No Oscar for sticking to the facts 'English Patient': It's bloody good, but remember, it's just a story.


THEY DON'T give an Oscar for historical accuracy, or it would have been one that "The English Patient" didn't win. The internationally made movie ran away with nine, including best picture, in the 69th annual Academy Awards ritual of self-congratulation before a world-wide audience.

"The English Patient" beautifully integrated some of Hollywood's favorite genres: The "woman's movie" about emotional truths; the young macho violence flick with close-ups of pain and gore; the World War II nostalgia film, and cinematography of nature, such as undulating patterns of desert dunes.

It also realizes in film the poetic vision of Canadian novelist Michael Ondaatje. This is a movie that middle-aged parents can take teen-age children to with everyone getting something the others wouldn't understand.

But don't look for historical accuracy. Mr.
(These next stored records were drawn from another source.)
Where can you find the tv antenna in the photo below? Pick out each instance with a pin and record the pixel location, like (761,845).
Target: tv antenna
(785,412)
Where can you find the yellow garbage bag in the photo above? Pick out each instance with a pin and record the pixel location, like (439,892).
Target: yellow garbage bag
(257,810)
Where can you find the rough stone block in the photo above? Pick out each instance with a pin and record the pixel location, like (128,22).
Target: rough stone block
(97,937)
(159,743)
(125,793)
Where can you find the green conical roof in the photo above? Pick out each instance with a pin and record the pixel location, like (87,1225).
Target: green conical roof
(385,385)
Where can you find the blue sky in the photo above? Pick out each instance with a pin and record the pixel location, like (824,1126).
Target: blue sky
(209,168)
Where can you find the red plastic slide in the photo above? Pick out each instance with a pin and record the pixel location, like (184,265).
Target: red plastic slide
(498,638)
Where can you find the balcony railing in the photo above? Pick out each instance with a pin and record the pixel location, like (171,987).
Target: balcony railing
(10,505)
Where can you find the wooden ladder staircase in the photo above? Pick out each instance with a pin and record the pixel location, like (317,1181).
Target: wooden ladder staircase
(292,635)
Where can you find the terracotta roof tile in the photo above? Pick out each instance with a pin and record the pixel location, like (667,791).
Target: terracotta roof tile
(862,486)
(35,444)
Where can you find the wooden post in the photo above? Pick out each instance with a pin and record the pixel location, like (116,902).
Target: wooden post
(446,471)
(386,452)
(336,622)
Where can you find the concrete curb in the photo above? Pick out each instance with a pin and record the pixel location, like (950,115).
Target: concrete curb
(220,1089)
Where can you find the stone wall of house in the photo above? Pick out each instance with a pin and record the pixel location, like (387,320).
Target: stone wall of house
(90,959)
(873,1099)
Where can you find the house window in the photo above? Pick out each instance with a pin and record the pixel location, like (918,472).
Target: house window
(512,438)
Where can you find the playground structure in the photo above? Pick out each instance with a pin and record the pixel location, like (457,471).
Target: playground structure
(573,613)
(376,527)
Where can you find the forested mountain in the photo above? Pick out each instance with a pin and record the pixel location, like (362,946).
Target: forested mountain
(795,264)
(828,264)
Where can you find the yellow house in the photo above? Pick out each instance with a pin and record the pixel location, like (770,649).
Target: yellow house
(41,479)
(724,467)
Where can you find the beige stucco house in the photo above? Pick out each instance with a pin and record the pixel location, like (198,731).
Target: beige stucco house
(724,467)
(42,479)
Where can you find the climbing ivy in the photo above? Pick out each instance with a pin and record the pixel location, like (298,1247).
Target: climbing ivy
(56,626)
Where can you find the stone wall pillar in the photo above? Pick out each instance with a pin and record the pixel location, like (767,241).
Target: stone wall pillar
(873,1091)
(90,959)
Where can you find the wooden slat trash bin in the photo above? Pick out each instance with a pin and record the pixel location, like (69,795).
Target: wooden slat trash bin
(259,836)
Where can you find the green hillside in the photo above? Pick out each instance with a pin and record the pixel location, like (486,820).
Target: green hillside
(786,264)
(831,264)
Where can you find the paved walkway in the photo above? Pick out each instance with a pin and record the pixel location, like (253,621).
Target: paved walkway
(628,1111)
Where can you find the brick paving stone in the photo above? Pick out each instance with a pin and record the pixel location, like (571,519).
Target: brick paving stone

Ondaatje created a remarkable character, a Hungarian who hung around British archaeologists in Egypt before World War II and did a little spying during it. But he used the name of a real man, whom real survivors remember as a nasty piece of work and not at all as portrayed in the movie.

The big studios were almost shut out from these Oscars. Ditto the big names. An obscure Australian named Geoffrey Rush won as best actor for portraying a real pianist, David Helfgott, who recovered from severe mental illness to play again, in "Shine." This has come under criticism for its inaccurate portrayal of the real Helfgott family. And the music critics, those incorrigible spoilsports of the printed page, have chorused that Mr. Helfgott, however inspiring, is neither a normally functioning performer nor a concert-quality pianist.

Frances McDormand won for best actress as the pregnant police chief in "Fargo," a film that captured the cinema critics' hearts for its off-beat -- and often bloody -- twists and turns. Yet the most remarkable Oscar went to the costume drama, "Emma." That film consists primarily of the words of one of the finest writers of English prose in the history of the language, Jane Austen. It won for music.